Ganetespib in Epidermal Growth Factor Receptor-Tyrosine Kinase Inhibitor-resistant Non-small Cell Lung Cancer

  • Anticancer Res. 2019 Apr;39(4):1767-1775. doi: 10.21873/anticanres.13283.
Eisuke Kurihara  1 Kazuhiko Shien  2 Hidejiro Torigoe  1 Tatsuaki Takeda  3 Yuta Takahashi  1 Yusuke Ogoshi  1 Takahiro Yoshioka  4 Kei Namba  1 Hiroki Sato  1 Ken Suzawa  1 Hiromasa Yamamoto  1 Junichi Soh  1 Mikio Okazaki  1 Tadahiko Shien  1 Shuta Tomida  5 Shinichi Toyooka  1
Affiliations
  • 1. Department of Thoracic, Breast and Endocrinological Surgery, Okayama University Graduate School of Medicine, Dentistry and Pharmaceutical Sciences, Okayama, Japan.
  • 2. Department of Thoracic, Breast and Endocrinological Surgery, Okayama University Graduate School of Medicine, Dentistry and Pharmaceutical Sciences, Okayama, Japan [email protected].
  • 3. Department of Clinical Pharmacy, Okayama University Graduate School of Medicine, Dentistry and Pharmaceutical Sciences, Okayama, Japan.
  • 4. Department of Gastroenterological Surgery, Okayama University Graduate School of Medicine, Dentistry and Pharmaceutical Sciences, Okayama, Japan.
  • 5. Biobank, Okayama University Graduate School of Medicine, Dentistry and Pharmaceutical Sciences, Okayama, Japan.
Abstract

Background: The 90-kDa heat-shock protein (HSP90) is a chaperone protein expressed at high levels in Cancer cells and is involved in the folding or stabilization of several client proteins, including epidermal growth factor receptor (EGFR). Ganetespib is a second-generation HSP90 Inhibitor with a potent antitumor effect against various Cancer types.
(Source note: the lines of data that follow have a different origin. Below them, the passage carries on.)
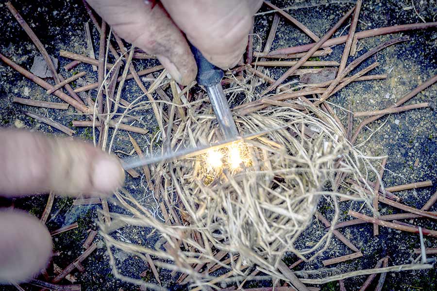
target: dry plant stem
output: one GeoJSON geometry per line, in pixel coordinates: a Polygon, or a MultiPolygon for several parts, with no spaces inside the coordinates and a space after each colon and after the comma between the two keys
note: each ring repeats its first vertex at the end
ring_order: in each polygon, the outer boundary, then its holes
{"type": "MultiPolygon", "coordinates": [[[[264,66],[291,66],[297,64],[297,61],[257,61],[252,64],[252,65],[264,66]]],[[[336,66],[340,64],[335,61],[307,61],[303,63],[301,66],[336,66]]]]}
{"type": "Polygon", "coordinates": [[[74,261],[68,265],[65,269],[62,270],[59,275],[56,275],[53,280],[51,280],[52,283],[58,283],[60,282],[61,280],[64,279],[66,275],[71,273],[74,269],[76,268],[76,266],[75,265],[75,263],[76,263],[76,264],[77,264],[77,263],[82,263],[88,256],[89,256],[91,253],[94,251],[97,248],[97,245],[95,244],[93,244],[90,246],[89,248],[85,250],[82,255],[79,256],[77,259],[76,259],[74,261]]]}
{"type": "Polygon", "coordinates": [[[348,62],[348,57],[349,56],[349,52],[351,51],[351,46],[352,45],[352,41],[355,36],[355,30],[356,29],[356,25],[358,23],[358,17],[360,15],[360,11],[361,10],[361,4],[362,1],[358,0],[355,5],[355,12],[353,13],[353,16],[352,17],[352,22],[351,23],[351,27],[349,28],[349,33],[346,39],[346,44],[344,46],[344,50],[341,55],[341,61],[340,61],[340,66],[338,67],[337,75],[341,74],[341,72],[346,67],[346,63],[348,62]]]}
{"type": "Polygon", "coordinates": [[[68,79],[66,79],[65,80],[64,80],[63,81],[62,81],[62,82],[60,82],[60,83],[56,84],[56,85],[53,86],[53,88],[52,88],[51,89],[50,89],[50,90],[48,90],[47,91],[47,93],[48,94],[50,94],[52,93],[53,92],[55,91],[56,90],[58,90],[60,88],[63,87],[67,84],[68,84],[68,83],[72,82],[74,80],[75,80],[77,79],[79,79],[79,78],[81,78],[81,77],[83,77],[83,76],[85,76],[86,74],[86,72],[81,72],[80,73],[79,73],[78,74],[76,74],[76,75],[73,75],[70,78],[69,78],[68,79]]]}
{"type": "MultiPolygon", "coordinates": [[[[385,258],[382,258],[376,263],[376,265],[375,266],[375,269],[378,269],[379,268],[381,268],[381,266],[382,266],[383,261],[384,260],[385,258]]],[[[372,281],[373,280],[373,279],[375,278],[375,277],[376,276],[376,274],[372,274],[371,275],[369,275],[369,277],[367,277],[367,279],[366,279],[366,281],[364,281],[364,283],[363,284],[363,285],[361,286],[361,288],[360,288],[360,290],[358,291],[364,291],[371,284],[372,281]]]]}
{"type": "Polygon", "coordinates": [[[72,61],[71,62],[70,62],[66,65],[64,66],[64,69],[65,69],[66,71],[69,71],[71,69],[76,67],[77,65],[81,64],[81,63],[82,62],[80,61],[72,61]]]}
{"type": "MultiPolygon", "coordinates": [[[[323,224],[325,227],[331,227],[331,223],[329,222],[327,219],[325,218],[324,216],[323,216],[321,213],[320,213],[318,211],[316,211],[316,217],[317,217],[317,219],[320,220],[322,224],[323,224]]],[[[336,229],[333,230],[332,231],[333,234],[336,236],[337,239],[338,239],[340,241],[344,243],[346,246],[350,248],[351,250],[353,251],[354,252],[359,252],[360,250],[358,249],[357,247],[355,246],[353,243],[352,243],[350,241],[346,238],[345,236],[343,235],[339,231],[337,230],[336,229]]]]}
{"type": "MultiPolygon", "coordinates": [[[[402,25],[388,26],[387,27],[370,29],[356,32],[355,34],[355,36],[357,39],[361,39],[367,37],[371,37],[373,36],[377,36],[378,35],[382,35],[383,34],[388,34],[390,33],[396,33],[397,32],[409,30],[426,29],[432,27],[435,27],[436,26],[437,26],[437,22],[413,23],[411,24],[403,24],[402,25]]],[[[347,37],[347,35],[343,35],[343,36],[340,36],[339,37],[329,39],[323,44],[322,47],[326,48],[327,47],[331,47],[332,46],[344,44],[346,42],[347,37]]],[[[272,56],[275,55],[288,54],[290,53],[307,51],[313,47],[315,45],[315,44],[312,43],[303,46],[292,47],[291,48],[280,48],[270,52],[269,54],[269,56],[272,56]]]]}
{"type": "Polygon", "coordinates": [[[40,221],[43,224],[45,224],[47,222],[47,219],[49,218],[49,215],[50,215],[50,211],[51,211],[51,207],[53,206],[53,201],[54,200],[54,194],[53,192],[50,192],[49,194],[49,198],[47,199],[47,203],[46,204],[46,208],[44,208],[44,211],[41,215],[40,221]]]}
{"type": "Polygon", "coordinates": [[[12,101],[21,104],[24,104],[25,105],[29,105],[30,106],[35,106],[35,107],[53,108],[54,109],[61,109],[63,110],[66,110],[68,108],[68,103],[61,103],[47,102],[46,101],[32,100],[31,99],[26,99],[25,98],[20,98],[19,97],[14,97],[12,101]]]}
{"type": "Polygon", "coordinates": [[[93,243],[93,241],[94,240],[94,238],[96,237],[96,235],[97,235],[97,232],[95,230],[91,230],[86,237],[86,239],[84,242],[84,244],[82,244],[82,246],[85,249],[87,249],[91,246],[91,244],[93,243]]]}
{"type": "Polygon", "coordinates": [[[101,202],[100,198],[78,198],[73,200],[73,205],[90,205],[100,204],[101,202]]]}
{"type": "Polygon", "coordinates": [[[351,14],[353,11],[354,7],[352,8],[346,14],[343,16],[340,20],[337,22],[334,26],[328,32],[325,34],[323,37],[320,39],[319,41],[316,43],[316,44],[311,48],[311,49],[310,49],[308,52],[307,52],[305,55],[300,60],[298,61],[297,63],[294,65],[293,67],[289,69],[284,75],[281,76],[277,80],[276,80],[274,83],[270,85],[269,88],[268,88],[266,90],[265,90],[262,93],[261,93],[261,96],[263,96],[266,93],[269,93],[273,89],[277,87],[280,84],[281,84],[283,81],[284,81],[286,79],[287,79],[288,77],[291,75],[293,73],[296,71],[297,69],[299,68],[305,62],[306,62],[312,55],[314,54],[316,50],[317,50],[319,48],[320,48],[321,45],[329,39],[334,33],[338,29],[339,27],[343,24],[343,23],[348,18],[348,17],[350,16],[351,14]]]}
{"type": "MultiPolygon", "coordinates": [[[[420,249],[414,249],[414,253],[420,254],[422,253],[420,249]]],[[[425,254],[426,255],[436,255],[437,254],[437,248],[427,248],[425,249],[425,254]]]]}
{"type": "Polygon", "coordinates": [[[338,263],[345,262],[347,260],[353,259],[356,259],[357,258],[360,258],[361,257],[363,257],[363,254],[361,253],[361,252],[357,252],[356,253],[353,253],[353,254],[351,254],[350,255],[346,255],[346,256],[338,257],[338,258],[336,258],[334,259],[325,259],[322,261],[322,262],[323,263],[323,265],[325,266],[329,266],[329,265],[332,265],[333,264],[336,264],[338,263]]]}
{"type": "Polygon", "coordinates": [[[35,113],[33,113],[32,112],[24,112],[25,114],[27,115],[28,116],[30,116],[34,119],[36,119],[40,122],[42,122],[50,125],[52,127],[54,127],[54,128],[61,130],[63,132],[68,134],[68,135],[71,136],[73,135],[73,133],[75,133],[76,131],[73,130],[65,126],[65,125],[63,125],[59,123],[59,122],[56,122],[56,121],[53,121],[51,119],[49,119],[47,117],[45,117],[44,116],[41,116],[39,114],[36,114],[35,113]]]}
{"type": "Polygon", "coordinates": [[[77,228],[77,223],[75,222],[73,224],[71,224],[69,226],[64,226],[63,227],[61,227],[60,228],[56,229],[56,230],[51,231],[50,232],[50,235],[53,236],[60,233],[62,233],[63,232],[65,232],[66,231],[68,231],[68,230],[71,230],[71,229],[74,229],[74,228],[77,228]]]}
{"type": "MultiPolygon", "coordinates": [[[[93,121],[87,120],[73,120],[73,126],[77,127],[92,127],[93,126],[93,121]]],[[[95,124],[96,126],[99,127],[101,124],[100,122],[96,122],[95,124]]],[[[114,128],[116,126],[115,122],[111,120],[109,122],[109,127],[114,128]]],[[[131,131],[131,132],[136,132],[141,134],[146,134],[149,132],[149,130],[144,129],[141,129],[134,126],[128,125],[127,124],[120,124],[118,125],[119,129],[126,130],[127,131],[131,131]]]]}
{"type": "Polygon", "coordinates": [[[416,104],[411,104],[410,105],[405,105],[405,106],[401,106],[400,107],[396,107],[396,108],[389,108],[387,109],[383,109],[382,110],[375,110],[374,111],[363,111],[361,112],[356,112],[353,113],[354,117],[361,117],[362,116],[372,116],[374,115],[381,115],[382,114],[390,114],[391,113],[397,113],[398,112],[402,112],[403,111],[406,111],[407,110],[411,110],[411,109],[417,109],[418,108],[425,108],[429,107],[429,103],[427,102],[424,102],[416,104]]]}
{"type": "MultiPolygon", "coordinates": [[[[104,52],[103,53],[103,54],[104,54],[104,52]]],[[[67,51],[67,50],[64,50],[63,49],[61,49],[59,50],[59,55],[61,57],[64,57],[64,58],[71,59],[71,60],[75,60],[76,61],[82,62],[82,63],[84,63],[85,64],[92,65],[99,65],[99,61],[98,61],[97,60],[92,59],[89,57],[87,57],[86,56],[84,56],[84,55],[74,53],[74,52],[71,52],[71,51],[67,51]]],[[[114,64],[106,64],[106,68],[108,70],[112,68],[112,67],[113,66],[114,64]]]]}
{"type": "MultiPolygon", "coordinates": [[[[383,268],[386,268],[388,264],[388,258],[386,257],[383,260],[383,268]]],[[[376,289],[375,291],[381,291],[383,286],[384,285],[384,281],[386,280],[386,276],[387,275],[387,272],[381,274],[381,276],[378,281],[378,285],[376,286],[376,289]]]]}
{"type": "MultiPolygon", "coordinates": [[[[386,169],[386,164],[387,163],[387,158],[384,158],[381,164],[381,169],[379,170],[379,178],[377,178],[375,186],[373,187],[373,194],[375,195],[375,197],[373,198],[373,210],[376,212],[378,212],[378,210],[379,209],[378,205],[378,196],[379,195],[379,188],[381,186],[381,181],[382,180],[384,170],[386,169]]],[[[376,217],[374,213],[373,214],[373,217],[376,217]]],[[[377,224],[373,224],[373,235],[375,236],[378,234],[379,234],[379,227],[377,224]]]]}
{"type": "MultiPolygon", "coordinates": [[[[359,213],[358,212],[355,212],[353,210],[349,210],[348,214],[351,216],[355,217],[355,218],[362,219],[363,220],[365,220],[368,222],[370,222],[371,223],[377,224],[378,225],[381,226],[390,227],[390,228],[394,228],[395,229],[398,229],[398,230],[408,231],[409,232],[413,232],[414,233],[419,233],[419,227],[406,226],[395,223],[392,223],[391,222],[388,222],[387,221],[384,221],[383,220],[381,220],[380,219],[378,219],[377,218],[370,217],[369,216],[367,216],[366,215],[365,215],[364,214],[359,213]]],[[[430,229],[422,228],[422,231],[424,235],[437,237],[437,230],[431,230],[430,229]]]]}
{"type": "MultiPolygon", "coordinates": [[[[437,75],[436,75],[432,78],[430,78],[429,79],[427,80],[426,81],[424,82],[420,86],[416,87],[414,90],[411,91],[407,94],[404,95],[403,97],[402,97],[402,98],[397,101],[394,104],[393,104],[392,105],[390,105],[387,107],[387,109],[395,108],[396,107],[400,106],[401,105],[409,100],[410,99],[417,95],[418,94],[421,92],[422,90],[425,90],[427,87],[435,83],[436,81],[437,81],[437,75]]],[[[356,140],[356,138],[358,137],[358,135],[360,133],[360,131],[361,131],[361,129],[363,129],[363,128],[364,128],[365,126],[369,124],[370,122],[372,122],[375,120],[379,119],[384,115],[385,114],[376,115],[374,116],[372,116],[371,117],[369,117],[363,120],[358,125],[358,127],[355,130],[355,133],[354,133],[353,136],[352,137],[352,140],[351,141],[351,142],[353,144],[355,142],[355,141],[356,140]]]]}
{"type": "Polygon", "coordinates": [[[437,201],[437,191],[434,193],[434,194],[431,196],[431,197],[429,198],[429,200],[427,201],[426,203],[423,205],[423,207],[422,207],[420,210],[423,210],[424,211],[427,211],[429,210],[429,209],[431,208],[431,207],[434,205],[436,203],[436,201],[437,201]]]}
{"type": "Polygon", "coordinates": [[[278,263],[278,269],[281,271],[282,275],[291,282],[291,284],[296,288],[296,290],[298,291],[309,291],[306,286],[303,285],[301,282],[301,280],[294,275],[293,271],[288,269],[287,265],[282,260],[280,260],[278,263]]]}
{"type": "Polygon", "coordinates": [[[8,7],[8,9],[9,9],[9,11],[11,12],[12,15],[14,16],[14,17],[15,17],[15,19],[17,19],[17,21],[18,21],[18,23],[21,25],[21,27],[23,28],[23,29],[24,30],[24,31],[26,32],[26,33],[27,33],[27,35],[29,35],[29,37],[30,37],[31,39],[32,40],[32,42],[33,42],[34,44],[36,46],[38,50],[39,50],[40,52],[42,54],[43,57],[44,58],[44,60],[46,61],[46,63],[47,64],[47,66],[51,72],[51,75],[56,83],[58,83],[60,82],[61,81],[59,80],[59,77],[58,77],[58,73],[56,72],[54,65],[53,64],[53,62],[50,58],[50,56],[49,55],[47,51],[46,50],[44,46],[41,43],[41,41],[40,41],[38,37],[36,36],[36,35],[34,32],[34,31],[26,23],[26,21],[23,17],[21,17],[21,16],[18,13],[18,11],[17,11],[15,8],[12,5],[12,4],[10,2],[7,2],[5,4],[8,7]]]}
{"type": "Polygon", "coordinates": [[[370,57],[370,56],[376,53],[381,49],[387,48],[389,46],[393,45],[395,44],[397,44],[399,42],[401,42],[402,41],[405,41],[409,39],[408,36],[402,36],[401,37],[398,37],[397,38],[395,38],[393,39],[391,39],[389,40],[388,41],[387,41],[385,43],[383,43],[376,48],[374,48],[369,50],[363,55],[360,56],[359,58],[357,58],[353,62],[352,62],[351,64],[347,66],[344,70],[343,70],[341,73],[338,74],[337,75],[337,77],[336,79],[333,81],[332,83],[331,83],[331,85],[329,85],[329,87],[328,87],[328,89],[326,90],[326,92],[322,95],[321,97],[320,100],[318,101],[315,103],[315,105],[317,106],[321,103],[323,102],[325,100],[326,100],[331,95],[331,92],[332,92],[334,88],[341,81],[341,80],[343,79],[346,76],[349,74],[350,72],[352,71],[353,69],[354,69],[357,66],[358,66],[359,64],[362,63],[365,60],[370,57]]]}
{"type": "MultiPolygon", "coordinates": [[[[0,53],[0,58],[1,58],[2,61],[4,62],[8,65],[12,67],[13,69],[17,71],[27,79],[34,82],[35,83],[42,87],[46,90],[51,89],[51,88],[53,87],[51,85],[46,82],[42,79],[36,77],[29,71],[20,67],[18,65],[12,62],[11,60],[6,58],[1,53],[0,53]]],[[[81,104],[81,103],[78,102],[67,94],[61,92],[60,90],[56,91],[54,92],[53,94],[67,103],[68,103],[72,106],[74,107],[79,111],[85,113],[88,113],[89,109],[87,106],[85,106],[83,104],[81,104]]]]}
{"type": "Polygon", "coordinates": [[[398,191],[403,191],[404,190],[415,189],[422,187],[429,187],[432,185],[433,181],[429,180],[428,181],[416,182],[415,183],[410,183],[409,184],[404,184],[403,185],[399,185],[398,186],[388,187],[386,188],[386,190],[390,192],[397,192],[398,191]]]}
{"type": "Polygon", "coordinates": [[[80,285],[59,285],[47,283],[36,279],[31,280],[29,282],[29,284],[34,286],[46,288],[49,290],[52,290],[53,291],[81,291],[81,290],[80,285]]]}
Materials and methods: This study examined the antitumor effect of ganetespib in EGFR-mutant non-small cell lung Cancer (NSCLC) cells and experimentally established EGFR-tyrosine kinase inhibitor (TKI)-resistant cells harboring various resistance mechanisms, including EGFR T790M mutation, met proto-oncogene amplification, and epithelial-mesenchymal transition.

Results: Ganetespib showed a potent antitumor effect at low concentrations, suppressing EGFR-related downstream pathway molecules and inducing cleavage of poly ADP-ribose polymerase in all examined EGFR-TKI-resistant cell lines in vitro. Ganetespib also inhibited in vivo tumor growth in resistant cells harboring EGFR T790M.

Conclusion: Ganetespib might be a promising therapeutic option for the treatment of patients with EGFR-TKI-resistant NSCLC.

Keywords
EGFR-TKI; HSP90 inhibitor; acquired drug resistance; ganetespib; non-small cell lung cancer.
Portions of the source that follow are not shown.